The CMB method subscribes to a chemical mass balance under which separated baseflow usually comprises components with high conductivity, regardless of whether these components flow through a porous medium or whether they meet the linear reservoir assumption. Therefore, the baseflow sequence generated by the CMB method will include high-conductivity water flushed out of wetlands or depressions by rainfall, but will not include interflow and bank storage return flow with low conductivity (Cartwright et al., 2014; Rammal et al., 2018). The flushing out of high-conductivity water from wetlands or depressions mainly occurs during the initial rising stage, while interflow and bank storage return flow mainly occur during the recession stage. Therefore, the baseflow sequences generated by the Eckhardt and CMB methods include different transient water sources and show obvious misaligned peaks and periodic deviation during the wet season (Figs. 3, S1–S5). Although the deviation between the two methods is relatively small during the dry season, some inherent deviation between them may persist. The Eckhardt method usually recognizes many segments as fully baseflow segments when they meet the recession characteristics, but the CMB method only recognizes a full baseflow segment when the conductivity reaches the maximum for 1 or 2 d. The BFImax calibration process will only change the total baseflow and will not significantly change the position of the baseflow peak and the frequency of the full baseflow segment. Therefore, the use of the CMB as a reference to calibrate the Eckhardt method is not recommended, even if it is only carried out during the dry season.
Given that the results of baseflow separation by the two methods show inherent deviations, future research should avoid investing a lot of time in using one method to calibrate the other and instead focus on analyzing the underlying causes of these inherent deviations and their significance for the study of hydrological processes. For example, by comparing the baseflow sequences calculated by these two methods, streamflow can be separated into multiple components, or the contribution of different transient water sources to streamflow can be identified. Figure 7 is a schematic of different streamflow components reflected by inherent deviations between the two baseflow sequences. The intersection of the baseflow sequences of the two methods reflects high-conductivity deep circulating groundwater with a long residence time. The portion of the baseflow sequence generated by the Eckhardt method that is situated above that generated by the CMB method reflects low-conductivity transient water with a short residence time such as bank storage return flow and interflow. The portion of the baseflow sequence generated by the CMB situated above that by the Eckhardt method reflects high-conductivity transient water such as high-conductivity water from wetlands or depressions. The complementary set of the two baseflow separation results reflects surface runoff.

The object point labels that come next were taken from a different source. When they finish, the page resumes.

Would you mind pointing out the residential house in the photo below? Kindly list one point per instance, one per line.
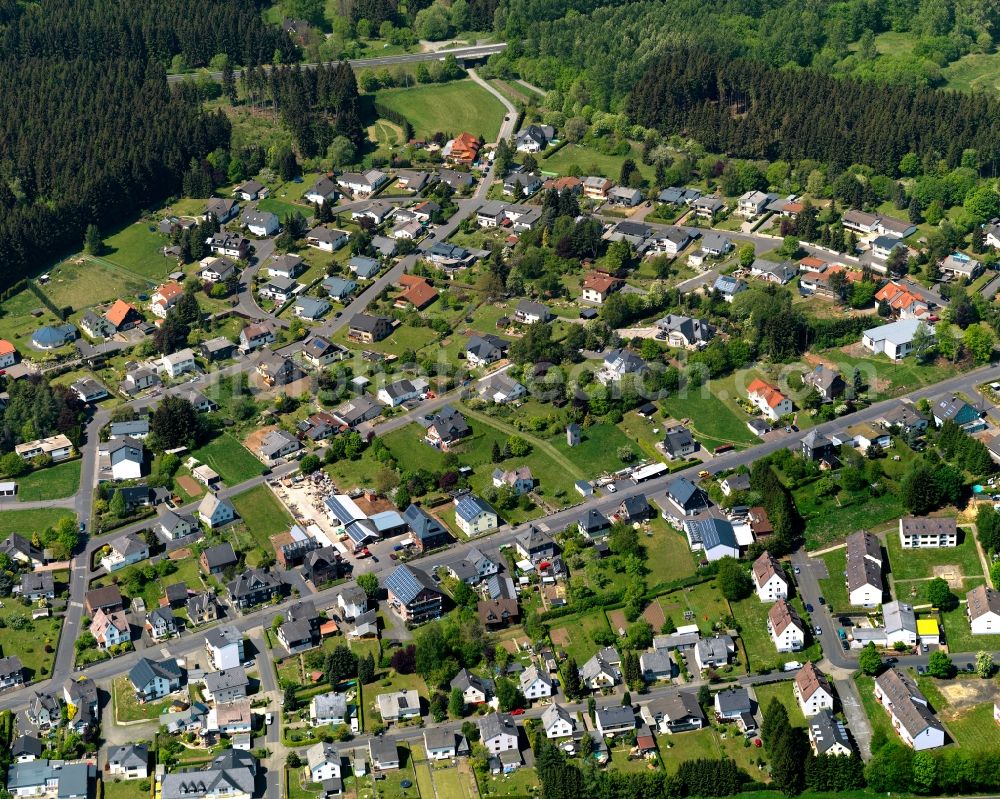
(769, 578)
(520, 480)
(498, 733)
(224, 646)
(110, 629)
(398, 705)
(128, 761)
(923, 532)
(363, 184)
(369, 329)
(678, 442)
(614, 720)
(535, 684)
(957, 410)
(384, 754)
(827, 382)
(253, 587)
(323, 190)
(786, 628)
(277, 446)
(683, 331)
(528, 313)
(896, 339)
(413, 595)
(812, 690)
(618, 364)
(983, 610)
(500, 388)
(474, 516)
(226, 685)
(673, 713)
(230, 245)
(768, 400)
(215, 512)
(216, 269)
(125, 550)
(216, 559)
(475, 690)
(161, 623)
(326, 238)
(603, 670)
(828, 735)
(178, 363)
(426, 532)
(685, 498)
(732, 703)
(256, 335)
(729, 286)
(329, 709)
(908, 710)
(123, 316)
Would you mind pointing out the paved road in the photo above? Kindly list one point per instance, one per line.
(461, 53)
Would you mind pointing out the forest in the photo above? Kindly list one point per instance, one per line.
(90, 131)
(749, 109)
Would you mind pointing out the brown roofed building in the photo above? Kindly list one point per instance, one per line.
(495, 613)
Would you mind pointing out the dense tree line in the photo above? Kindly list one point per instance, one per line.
(753, 110)
(85, 142)
(316, 105)
(141, 31)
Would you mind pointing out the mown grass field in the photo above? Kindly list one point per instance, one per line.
(230, 459)
(83, 282)
(455, 107)
(27, 522)
(55, 482)
(137, 248)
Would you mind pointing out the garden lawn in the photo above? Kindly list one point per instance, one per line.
(713, 422)
(580, 628)
(17, 324)
(230, 459)
(521, 783)
(917, 564)
(262, 513)
(589, 161)
(833, 587)
(127, 708)
(124, 789)
(597, 452)
(782, 691)
(668, 556)
(974, 728)
(26, 522)
(455, 107)
(55, 482)
(751, 615)
(29, 642)
(138, 249)
(959, 637)
(703, 600)
(83, 281)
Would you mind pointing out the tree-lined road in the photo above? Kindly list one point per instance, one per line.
(472, 53)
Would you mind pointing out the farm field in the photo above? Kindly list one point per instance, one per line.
(262, 514)
(27, 521)
(782, 691)
(230, 459)
(589, 161)
(137, 248)
(55, 482)
(82, 282)
(455, 107)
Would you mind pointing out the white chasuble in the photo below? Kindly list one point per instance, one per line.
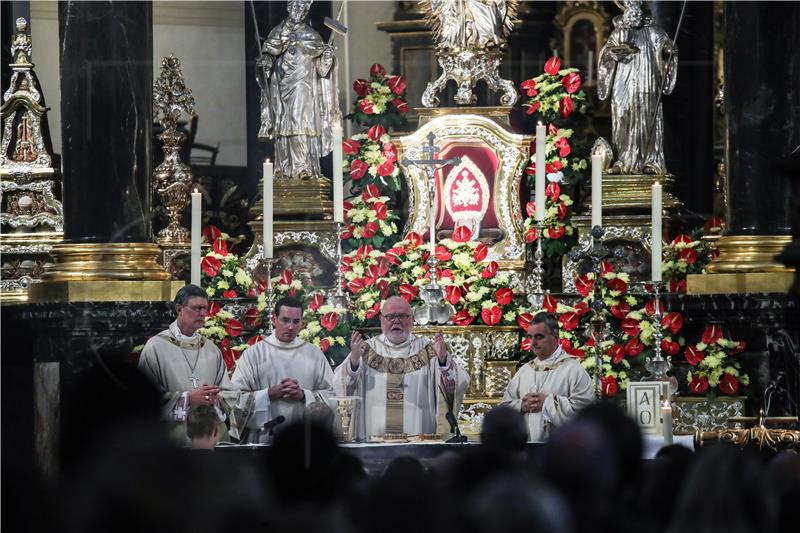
(567, 385)
(402, 388)
(177, 364)
(269, 362)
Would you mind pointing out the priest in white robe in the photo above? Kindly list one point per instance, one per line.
(552, 387)
(405, 384)
(189, 369)
(283, 372)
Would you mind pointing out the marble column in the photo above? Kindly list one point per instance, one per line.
(106, 111)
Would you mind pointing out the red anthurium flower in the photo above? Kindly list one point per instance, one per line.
(480, 252)
(564, 106)
(553, 191)
(617, 353)
(316, 301)
(366, 107)
(372, 311)
(376, 132)
(491, 315)
(408, 291)
(369, 231)
(377, 71)
(221, 247)
(672, 321)
(210, 265)
(251, 317)
(530, 235)
(693, 355)
(571, 82)
(529, 86)
(698, 385)
(211, 233)
(688, 255)
(503, 296)
(739, 348)
(533, 108)
(463, 318)
(552, 66)
(563, 147)
(584, 285)
(370, 191)
(357, 169)
(363, 251)
(712, 334)
(233, 327)
(462, 234)
(549, 303)
(609, 386)
(254, 339)
(414, 238)
(670, 347)
(728, 384)
(677, 285)
(633, 347)
(385, 169)
(329, 320)
(400, 105)
(361, 87)
(617, 284)
(397, 84)
(620, 310)
(351, 146)
(524, 320)
(631, 327)
(490, 270)
(569, 321)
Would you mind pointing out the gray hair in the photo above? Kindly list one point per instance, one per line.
(187, 292)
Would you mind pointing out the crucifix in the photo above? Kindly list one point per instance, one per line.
(432, 311)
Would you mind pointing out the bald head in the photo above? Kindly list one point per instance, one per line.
(396, 319)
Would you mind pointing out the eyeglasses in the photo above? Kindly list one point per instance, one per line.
(397, 317)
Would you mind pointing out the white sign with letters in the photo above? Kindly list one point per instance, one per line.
(644, 403)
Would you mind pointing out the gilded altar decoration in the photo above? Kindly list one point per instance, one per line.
(493, 159)
(172, 179)
(31, 216)
(470, 37)
(638, 63)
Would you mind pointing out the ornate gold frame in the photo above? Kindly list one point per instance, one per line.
(512, 152)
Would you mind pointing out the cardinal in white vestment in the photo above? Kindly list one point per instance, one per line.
(189, 369)
(284, 372)
(406, 384)
(551, 388)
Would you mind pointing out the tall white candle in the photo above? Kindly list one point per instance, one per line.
(197, 216)
(597, 191)
(656, 232)
(338, 181)
(268, 209)
(541, 139)
(666, 422)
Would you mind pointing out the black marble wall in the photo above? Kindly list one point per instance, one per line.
(106, 112)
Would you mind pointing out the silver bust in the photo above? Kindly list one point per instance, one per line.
(638, 61)
(299, 99)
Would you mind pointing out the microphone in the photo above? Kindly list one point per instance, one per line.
(278, 420)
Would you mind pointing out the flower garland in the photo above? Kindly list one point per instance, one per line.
(714, 365)
(381, 100)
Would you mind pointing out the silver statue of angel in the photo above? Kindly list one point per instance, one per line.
(299, 98)
(638, 62)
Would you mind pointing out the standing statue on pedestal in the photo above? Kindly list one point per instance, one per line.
(637, 63)
(299, 99)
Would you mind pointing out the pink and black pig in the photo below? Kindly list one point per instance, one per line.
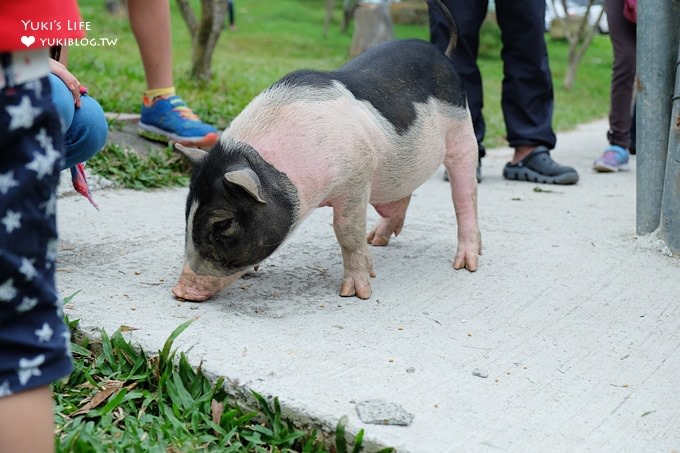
(369, 132)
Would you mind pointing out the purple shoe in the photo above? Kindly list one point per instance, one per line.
(614, 158)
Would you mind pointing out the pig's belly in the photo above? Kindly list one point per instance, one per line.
(406, 170)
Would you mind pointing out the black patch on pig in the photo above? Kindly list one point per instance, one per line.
(393, 76)
(248, 231)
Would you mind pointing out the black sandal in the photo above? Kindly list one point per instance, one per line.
(541, 168)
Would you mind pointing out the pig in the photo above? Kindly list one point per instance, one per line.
(370, 132)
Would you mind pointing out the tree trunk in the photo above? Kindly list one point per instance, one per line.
(372, 25)
(204, 33)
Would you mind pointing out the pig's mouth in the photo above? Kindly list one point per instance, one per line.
(198, 288)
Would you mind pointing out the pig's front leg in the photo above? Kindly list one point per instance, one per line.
(349, 224)
(391, 222)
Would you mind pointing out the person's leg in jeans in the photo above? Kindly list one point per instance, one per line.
(527, 98)
(622, 35)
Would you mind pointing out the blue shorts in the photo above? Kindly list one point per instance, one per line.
(34, 340)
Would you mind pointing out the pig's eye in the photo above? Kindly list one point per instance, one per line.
(224, 228)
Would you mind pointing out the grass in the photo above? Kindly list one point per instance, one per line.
(120, 399)
(274, 38)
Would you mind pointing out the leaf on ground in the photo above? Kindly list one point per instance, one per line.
(110, 387)
(538, 189)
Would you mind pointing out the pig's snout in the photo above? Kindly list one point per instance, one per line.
(198, 288)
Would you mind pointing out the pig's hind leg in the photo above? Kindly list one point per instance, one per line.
(391, 222)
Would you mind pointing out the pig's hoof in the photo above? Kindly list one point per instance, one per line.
(185, 294)
(378, 241)
(468, 261)
(350, 288)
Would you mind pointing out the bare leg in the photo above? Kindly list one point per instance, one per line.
(150, 23)
(26, 421)
(392, 221)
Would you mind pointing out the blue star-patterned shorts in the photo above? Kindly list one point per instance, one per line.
(34, 340)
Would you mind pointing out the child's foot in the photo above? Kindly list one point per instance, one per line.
(169, 118)
(614, 158)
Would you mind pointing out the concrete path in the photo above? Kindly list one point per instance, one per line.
(566, 339)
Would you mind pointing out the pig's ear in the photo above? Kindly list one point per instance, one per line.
(195, 155)
(248, 180)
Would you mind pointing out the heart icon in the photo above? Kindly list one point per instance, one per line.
(27, 40)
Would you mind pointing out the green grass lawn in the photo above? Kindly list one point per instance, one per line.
(274, 38)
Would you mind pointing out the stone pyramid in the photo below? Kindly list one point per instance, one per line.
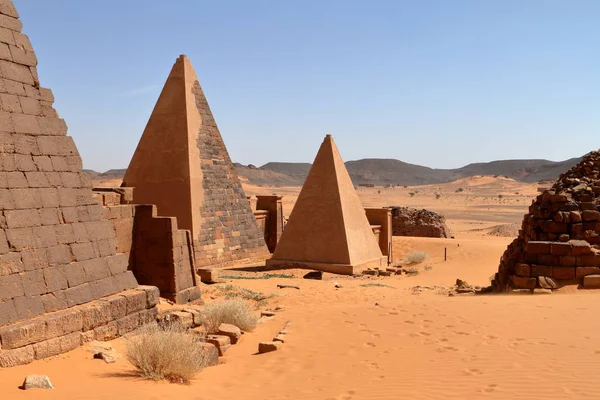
(181, 165)
(328, 229)
(58, 269)
(559, 238)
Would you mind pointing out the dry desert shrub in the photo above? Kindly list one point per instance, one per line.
(415, 257)
(235, 312)
(166, 353)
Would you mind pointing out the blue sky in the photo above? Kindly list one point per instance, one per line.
(433, 82)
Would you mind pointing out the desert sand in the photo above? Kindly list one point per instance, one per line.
(385, 337)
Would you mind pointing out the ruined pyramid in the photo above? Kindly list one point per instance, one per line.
(61, 283)
(181, 165)
(328, 229)
(558, 240)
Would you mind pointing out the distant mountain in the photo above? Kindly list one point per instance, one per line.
(391, 172)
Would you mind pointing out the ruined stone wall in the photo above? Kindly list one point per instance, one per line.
(228, 231)
(559, 237)
(408, 221)
(158, 253)
(57, 255)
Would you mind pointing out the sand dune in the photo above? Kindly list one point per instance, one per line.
(379, 338)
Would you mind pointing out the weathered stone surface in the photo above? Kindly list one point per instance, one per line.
(36, 382)
(408, 221)
(220, 341)
(211, 354)
(267, 347)
(547, 283)
(233, 332)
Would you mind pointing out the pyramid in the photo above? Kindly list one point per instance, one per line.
(61, 281)
(560, 236)
(181, 165)
(328, 229)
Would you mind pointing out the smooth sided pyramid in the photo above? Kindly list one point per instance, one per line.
(328, 229)
(181, 165)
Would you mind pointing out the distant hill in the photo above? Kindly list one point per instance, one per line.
(391, 172)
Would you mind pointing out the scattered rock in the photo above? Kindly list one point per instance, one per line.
(267, 313)
(317, 275)
(108, 357)
(279, 338)
(370, 271)
(222, 342)
(211, 353)
(266, 347)
(408, 221)
(36, 382)
(233, 332)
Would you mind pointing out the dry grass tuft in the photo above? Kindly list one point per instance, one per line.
(165, 353)
(415, 257)
(235, 312)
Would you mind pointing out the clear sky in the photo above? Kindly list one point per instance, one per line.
(440, 83)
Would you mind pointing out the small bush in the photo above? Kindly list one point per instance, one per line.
(165, 353)
(235, 312)
(415, 257)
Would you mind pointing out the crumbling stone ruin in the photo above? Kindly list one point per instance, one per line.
(559, 237)
(328, 229)
(62, 281)
(408, 221)
(182, 166)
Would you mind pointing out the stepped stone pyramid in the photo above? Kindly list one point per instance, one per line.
(61, 283)
(560, 236)
(328, 229)
(181, 165)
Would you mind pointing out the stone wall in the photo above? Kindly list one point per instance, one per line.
(559, 237)
(58, 257)
(408, 221)
(158, 253)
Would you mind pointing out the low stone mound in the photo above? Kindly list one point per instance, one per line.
(408, 221)
(505, 230)
(560, 236)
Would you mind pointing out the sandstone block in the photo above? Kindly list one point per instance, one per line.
(563, 273)
(519, 282)
(534, 247)
(211, 354)
(23, 334)
(20, 356)
(128, 324)
(233, 332)
(221, 342)
(547, 283)
(37, 382)
(152, 295)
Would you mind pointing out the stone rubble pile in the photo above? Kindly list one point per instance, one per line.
(559, 240)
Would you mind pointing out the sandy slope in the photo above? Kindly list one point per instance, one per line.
(411, 344)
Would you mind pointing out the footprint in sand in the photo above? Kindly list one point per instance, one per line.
(472, 372)
(446, 349)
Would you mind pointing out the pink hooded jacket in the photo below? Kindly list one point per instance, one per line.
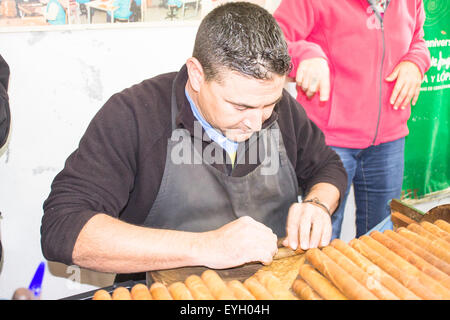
(361, 52)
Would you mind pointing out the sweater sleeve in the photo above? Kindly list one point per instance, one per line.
(316, 162)
(96, 178)
(418, 52)
(297, 19)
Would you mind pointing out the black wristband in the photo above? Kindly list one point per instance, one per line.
(316, 201)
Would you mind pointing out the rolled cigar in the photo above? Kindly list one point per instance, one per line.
(412, 258)
(427, 234)
(160, 292)
(434, 229)
(215, 284)
(239, 290)
(444, 225)
(257, 289)
(274, 286)
(350, 287)
(26, 294)
(405, 279)
(425, 243)
(319, 283)
(179, 291)
(198, 288)
(408, 268)
(374, 271)
(101, 295)
(304, 291)
(140, 292)
(421, 252)
(371, 283)
(121, 293)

The present study evaluated the effectiveness of calibrating the Eckhardt method against the CMB method for 26 basins in the United States by comparing biases between the daily baseflow sequences generated by the two methods and attempted to resolve the confusion resulting from the combined application of the two methods from a new perspective. Compared with previous studies, the basins examined in the present study cover a wider range of climate and basin characteristics. The areas of the basins studied ranged between 46 and 110 973 km2, with the latitudes of the hydrological stations ranging between 26.98 and 47.52∘ N. Therefore, the basins examined in the present study were representative of most climate zones from Florida to Montana. The main conclusions drawn from the present study are summarized below.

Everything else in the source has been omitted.